そうか、この歌詞は薬師丸ひろ子に捧げるオマージュだったのだと気づかされる。

それを薬師丸ひろ子本人が歌うのだ。

これには思わず聞き入った。

「セーラー服と機関銃」の頃の透明な伸びやかな声は変わりなかった。

こうなると歌っているのが、役の中の鈴鹿ひろ美でもあるが、むしろ、薬師丸ひろ子という実在の女優であることの方が視聴者にとっては重い意味を持ってくる。
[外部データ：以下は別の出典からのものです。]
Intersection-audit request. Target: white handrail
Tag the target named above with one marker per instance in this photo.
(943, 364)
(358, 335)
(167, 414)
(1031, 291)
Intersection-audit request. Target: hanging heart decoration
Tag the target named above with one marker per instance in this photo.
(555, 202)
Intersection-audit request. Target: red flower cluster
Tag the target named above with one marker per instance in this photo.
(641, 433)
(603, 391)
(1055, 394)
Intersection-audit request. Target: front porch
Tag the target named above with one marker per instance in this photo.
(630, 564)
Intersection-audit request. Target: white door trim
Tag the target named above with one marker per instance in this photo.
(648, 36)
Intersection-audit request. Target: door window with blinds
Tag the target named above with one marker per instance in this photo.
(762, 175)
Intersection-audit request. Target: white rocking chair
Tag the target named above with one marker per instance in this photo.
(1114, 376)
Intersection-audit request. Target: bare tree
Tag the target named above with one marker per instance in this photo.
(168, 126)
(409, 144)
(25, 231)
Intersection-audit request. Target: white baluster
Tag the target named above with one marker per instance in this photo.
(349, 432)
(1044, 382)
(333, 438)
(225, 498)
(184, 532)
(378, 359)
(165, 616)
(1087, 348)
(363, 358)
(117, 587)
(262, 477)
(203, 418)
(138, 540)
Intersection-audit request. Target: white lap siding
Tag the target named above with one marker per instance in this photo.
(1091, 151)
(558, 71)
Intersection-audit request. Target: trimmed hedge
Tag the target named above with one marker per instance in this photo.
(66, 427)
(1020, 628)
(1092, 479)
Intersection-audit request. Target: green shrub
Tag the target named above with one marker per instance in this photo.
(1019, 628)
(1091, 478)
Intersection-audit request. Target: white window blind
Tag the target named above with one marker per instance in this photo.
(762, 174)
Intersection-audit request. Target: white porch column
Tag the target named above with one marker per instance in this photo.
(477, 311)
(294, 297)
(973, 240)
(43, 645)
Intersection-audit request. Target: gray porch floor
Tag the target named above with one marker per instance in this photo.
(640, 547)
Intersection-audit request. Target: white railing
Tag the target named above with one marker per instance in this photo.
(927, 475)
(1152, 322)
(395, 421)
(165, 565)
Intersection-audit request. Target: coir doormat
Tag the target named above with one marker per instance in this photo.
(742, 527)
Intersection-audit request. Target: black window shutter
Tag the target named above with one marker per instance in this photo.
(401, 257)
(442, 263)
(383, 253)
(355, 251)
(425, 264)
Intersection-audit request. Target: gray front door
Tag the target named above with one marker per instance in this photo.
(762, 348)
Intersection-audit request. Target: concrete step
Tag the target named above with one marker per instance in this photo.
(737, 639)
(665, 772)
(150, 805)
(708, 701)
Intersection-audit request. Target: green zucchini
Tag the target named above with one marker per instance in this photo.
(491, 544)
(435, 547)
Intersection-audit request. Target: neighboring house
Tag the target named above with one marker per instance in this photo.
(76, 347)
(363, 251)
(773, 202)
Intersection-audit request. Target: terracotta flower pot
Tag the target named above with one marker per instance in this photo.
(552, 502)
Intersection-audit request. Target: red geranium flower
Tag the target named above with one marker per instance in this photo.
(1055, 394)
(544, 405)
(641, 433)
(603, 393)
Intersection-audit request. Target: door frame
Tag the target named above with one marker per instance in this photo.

しかも、薬師丸ひろ子のドラマの中での役は「女優」だ。

単に彼女は実物も「女優」で「歌手」であるという二重性だけではない。

さらに別の映画のイメージがダブる。

薬師丸ひろ子がアイドル女優全盛期の頃に主演した映画「Wの悲劇」。

そこでの決め台詞は

「私、女優だから」

TVコマーシャルで何度も流されて一世を風靡した。

女優という言葉は実物の薬師丸ひろ子にとって特別な意味を持つ。

それがドラマの中の彼女の役柄と二重写し、三重写しになるのだ。

記憶によるタイムスリップ

見ている側は、まるで青春時代にタイムスリップしてかつての自分に再会したような、そんな不思議な気持ちになる。
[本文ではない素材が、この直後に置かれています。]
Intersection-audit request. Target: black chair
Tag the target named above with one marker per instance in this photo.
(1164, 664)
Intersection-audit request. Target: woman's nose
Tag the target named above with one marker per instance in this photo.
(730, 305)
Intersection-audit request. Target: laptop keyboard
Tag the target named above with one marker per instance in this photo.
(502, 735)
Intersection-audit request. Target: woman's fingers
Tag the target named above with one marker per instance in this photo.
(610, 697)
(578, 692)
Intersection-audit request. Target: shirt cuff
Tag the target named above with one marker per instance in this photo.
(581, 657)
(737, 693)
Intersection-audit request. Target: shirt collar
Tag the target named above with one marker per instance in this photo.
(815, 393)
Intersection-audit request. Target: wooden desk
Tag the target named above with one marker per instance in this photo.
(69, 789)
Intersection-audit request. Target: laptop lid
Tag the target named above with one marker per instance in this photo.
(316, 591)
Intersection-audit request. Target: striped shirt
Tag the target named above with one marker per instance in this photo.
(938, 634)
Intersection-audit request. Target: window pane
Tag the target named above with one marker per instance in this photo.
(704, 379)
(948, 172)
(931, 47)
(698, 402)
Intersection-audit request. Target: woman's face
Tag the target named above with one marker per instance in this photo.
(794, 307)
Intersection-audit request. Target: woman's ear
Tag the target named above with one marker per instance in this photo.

そうしたタイムスリップの仕掛けが効力を発揮するのは私のような50代だけではない。

実名で出てくる橋幸夫の登場シーンでは70代、80代の世代が記憶を取り戻し、共有する。

橋幸夫は、7、80代の人たちにとって「アイドル」なのだ。

そういう高齢の視聴者はリアルな橋幸夫その人や自分の青春時代を重ねながら、「あまちゃん」を見ているのだろう。

歌の記憶、テレビの記憶で、人はつながっているのだ、ということを実感させられる。

そして青春期の夢に再び出会うと、人は、人生もうちょいがんばってみるか、という気持ちになってくる。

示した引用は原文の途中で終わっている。